1. **Baseline captured:** before/after table exists with `input_tokens`, `output_tokens`, `$/req`, p50, p95, and TTFT — real measured numbers, not estimates.
2. **Cost dropped:** post-change `$/req` is measurably lower (state the %), computed from the provider usage object at current prices.
3. **Latency dropped:** p95 (and TTFT for user-facing paths) improved; report the actual ms, not "feels faster."
4. **Cache is hot:** `cache_read_input_tokens > 0` on repeat requests, and the measured hit rate is reported. A prompt cache that never reads is dead config.
5. **Router behaves:** the cheap model handles the majority of easy traffic (hit-rate stated), and escalation fires on low-confidence/validation-fail (one logged example each).
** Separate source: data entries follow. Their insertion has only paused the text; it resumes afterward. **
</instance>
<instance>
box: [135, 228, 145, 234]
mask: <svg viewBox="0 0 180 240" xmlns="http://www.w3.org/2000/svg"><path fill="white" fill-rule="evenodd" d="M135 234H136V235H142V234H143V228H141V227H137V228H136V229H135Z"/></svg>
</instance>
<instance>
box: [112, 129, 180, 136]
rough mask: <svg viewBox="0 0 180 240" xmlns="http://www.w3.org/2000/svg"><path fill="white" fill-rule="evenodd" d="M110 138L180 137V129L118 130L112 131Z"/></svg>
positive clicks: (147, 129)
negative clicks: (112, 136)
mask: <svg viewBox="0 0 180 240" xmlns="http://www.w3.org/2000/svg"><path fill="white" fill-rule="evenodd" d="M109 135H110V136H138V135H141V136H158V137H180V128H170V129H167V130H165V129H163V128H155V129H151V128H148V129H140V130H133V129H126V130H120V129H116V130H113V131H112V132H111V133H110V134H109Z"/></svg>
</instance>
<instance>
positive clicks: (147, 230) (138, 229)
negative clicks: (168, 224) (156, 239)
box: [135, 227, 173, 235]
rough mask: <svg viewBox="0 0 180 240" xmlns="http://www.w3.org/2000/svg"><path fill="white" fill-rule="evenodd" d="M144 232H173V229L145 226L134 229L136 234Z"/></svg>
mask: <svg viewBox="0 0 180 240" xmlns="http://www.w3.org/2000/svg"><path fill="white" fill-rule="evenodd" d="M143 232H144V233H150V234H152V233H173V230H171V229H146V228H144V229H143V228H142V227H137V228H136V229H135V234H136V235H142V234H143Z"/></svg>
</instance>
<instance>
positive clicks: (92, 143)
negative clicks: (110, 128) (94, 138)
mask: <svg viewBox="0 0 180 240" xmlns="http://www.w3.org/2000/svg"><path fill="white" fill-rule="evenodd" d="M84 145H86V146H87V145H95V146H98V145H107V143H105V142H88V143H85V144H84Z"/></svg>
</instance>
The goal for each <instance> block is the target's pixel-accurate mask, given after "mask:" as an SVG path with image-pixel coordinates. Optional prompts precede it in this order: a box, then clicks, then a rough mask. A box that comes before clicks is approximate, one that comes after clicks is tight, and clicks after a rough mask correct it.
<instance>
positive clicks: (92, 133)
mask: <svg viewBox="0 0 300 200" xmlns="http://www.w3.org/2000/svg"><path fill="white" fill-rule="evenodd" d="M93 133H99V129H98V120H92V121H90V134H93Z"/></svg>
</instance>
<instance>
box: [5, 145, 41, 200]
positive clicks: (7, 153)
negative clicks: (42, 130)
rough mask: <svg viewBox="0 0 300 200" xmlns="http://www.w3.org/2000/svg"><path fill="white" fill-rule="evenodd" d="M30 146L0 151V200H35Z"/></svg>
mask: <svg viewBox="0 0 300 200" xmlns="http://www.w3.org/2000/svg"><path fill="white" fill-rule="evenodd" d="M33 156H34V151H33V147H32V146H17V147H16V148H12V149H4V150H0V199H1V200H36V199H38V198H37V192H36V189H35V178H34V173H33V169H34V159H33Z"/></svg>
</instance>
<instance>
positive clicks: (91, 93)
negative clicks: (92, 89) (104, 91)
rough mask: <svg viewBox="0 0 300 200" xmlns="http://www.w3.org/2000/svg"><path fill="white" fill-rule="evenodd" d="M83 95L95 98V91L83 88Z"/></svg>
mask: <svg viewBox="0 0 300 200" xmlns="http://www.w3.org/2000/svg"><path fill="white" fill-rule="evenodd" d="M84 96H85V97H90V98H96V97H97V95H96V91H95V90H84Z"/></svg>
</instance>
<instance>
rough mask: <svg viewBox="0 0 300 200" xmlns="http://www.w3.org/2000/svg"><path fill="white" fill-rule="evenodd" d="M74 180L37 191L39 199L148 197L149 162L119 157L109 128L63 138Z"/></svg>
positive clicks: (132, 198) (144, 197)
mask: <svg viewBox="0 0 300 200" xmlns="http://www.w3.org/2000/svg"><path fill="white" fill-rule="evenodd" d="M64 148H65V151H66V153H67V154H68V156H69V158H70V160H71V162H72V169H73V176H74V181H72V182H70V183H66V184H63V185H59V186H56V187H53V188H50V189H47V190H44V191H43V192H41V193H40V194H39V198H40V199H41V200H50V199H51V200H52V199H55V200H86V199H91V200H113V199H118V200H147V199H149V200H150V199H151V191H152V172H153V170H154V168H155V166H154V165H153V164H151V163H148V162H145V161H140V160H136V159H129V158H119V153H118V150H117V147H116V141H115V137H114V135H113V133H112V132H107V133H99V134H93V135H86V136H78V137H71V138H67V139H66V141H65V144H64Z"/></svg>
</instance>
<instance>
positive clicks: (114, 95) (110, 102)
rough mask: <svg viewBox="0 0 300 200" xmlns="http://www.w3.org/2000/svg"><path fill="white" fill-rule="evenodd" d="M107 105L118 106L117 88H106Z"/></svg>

6. **Semantic cache is safe:** a deliberately *different* query below threshold does **not** return a cached answer; key scoping (tenant/locale) prevents cross-leak.
7. **Quality held:** the eval set scores within tolerance of baseline (state the delta) — the cost/latency win did not regress accuracy. If it did, the change is rejected.

Done = a before/after table shows lower $/req and lower p50/p95 (with cache hit rate and cheap-model share stated), and the eval confirms output quality is unchanged at the new, cheaper, faster configuration.